Love in a post-apocalyptic world
Review of “California” by Edan Lepucki.
California
Edan Lepucki
400 pages,
hardcover: $26.
Little, Brown and Company: 2014.
When Cormac McCarthy sent an unnamed father and son out to wander a post-apocalyptic landscape in his 2006 Pulitzer Prize-winning novel The Road, he inadvertently created the template for one of contemporary fiction’s dominant themes. Among the spate of post-apocalyptic narratives that appeared in 2014 is California, the debut of Los Angeles-based writer Edan Lepucki.
Lepucki, along with other recent post-apocalyptic tour guides, echoes McCarthy on a few points: In the future, there will be no Internet, finding enough food will require constant effort, people will sift through relics of fallen civilizations for useful materials, and the roads will be beset by highwaymen. (In California, they’re called pirates.)
But while McCarthy keeps his characters in constant motion, Lepucki’s protagonists, Cal and Frida, a young married couple, are determined to find a safe place to settle down.
Through flashbacks, we learn that they fled the nightmarish Los Angeles of a few decades from now and drove into the wilderness until their car ran out of gas. Frida has a city dweller’s limited outdoor survival skills, but Cal has learned a few useful crafts like farming and carpentry. When winter closes in, they’re lucky enough to find an empty shack for shelter.
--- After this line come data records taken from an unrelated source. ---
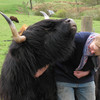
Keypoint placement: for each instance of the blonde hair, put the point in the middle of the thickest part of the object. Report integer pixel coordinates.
(97, 40)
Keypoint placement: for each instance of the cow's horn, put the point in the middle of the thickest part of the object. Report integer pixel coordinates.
(16, 36)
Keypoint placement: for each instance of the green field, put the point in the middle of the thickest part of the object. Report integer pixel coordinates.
(15, 8)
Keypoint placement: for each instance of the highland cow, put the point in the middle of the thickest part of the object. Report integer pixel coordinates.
(42, 43)
(13, 18)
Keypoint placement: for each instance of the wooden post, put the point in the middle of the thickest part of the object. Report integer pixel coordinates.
(86, 24)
They’ve heard there are other people left in the world, some of them holed up in private enclaves rumored to enjoy electricity and other amenities, but Cal and Frida don’t encounter anyone until they meet the family who once occupied their shack, and August, a roving junk dealer who trades Frida some Vicodin for a bra, “made of fabric and wire, both valuable,” he says.
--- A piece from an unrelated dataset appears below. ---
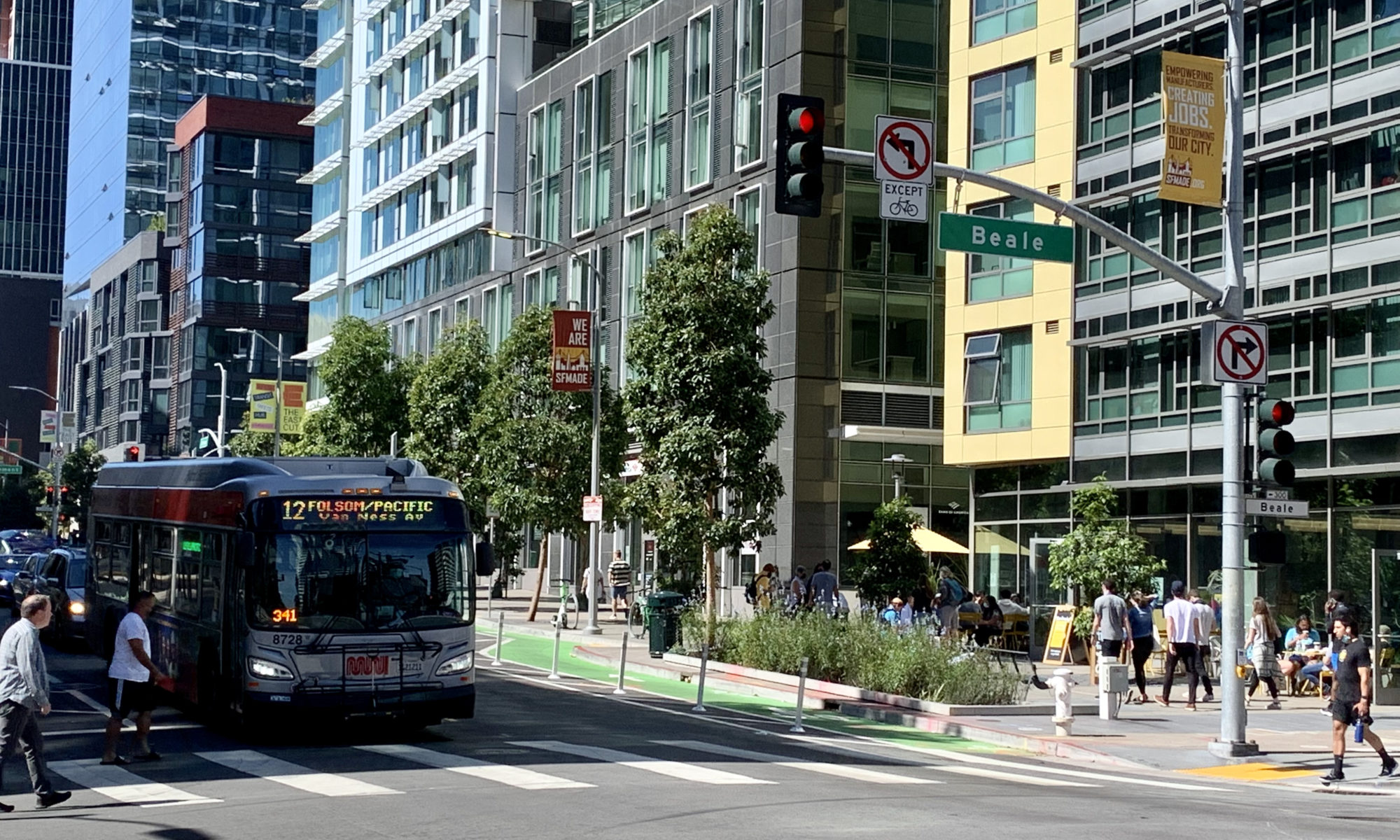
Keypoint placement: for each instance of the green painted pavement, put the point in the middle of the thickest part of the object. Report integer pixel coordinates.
(537, 652)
In plain, straightforward prose, Lepucki deftly notches up the tension when Frida discovers she’s pregnant and she and Cal set off into the woods hoping to find a settlement. Sometimes the characters’ motivations are murky and their beliefs confusingly mercurial, and the ending is a puzzler, but California is both diverting and thoughtful. It leaves you with the notion that maybe the post-apocalypse genre isn’t new-fangled after all, but rather a fresh reimagining of a classic Western theme: Every man for himself against nature.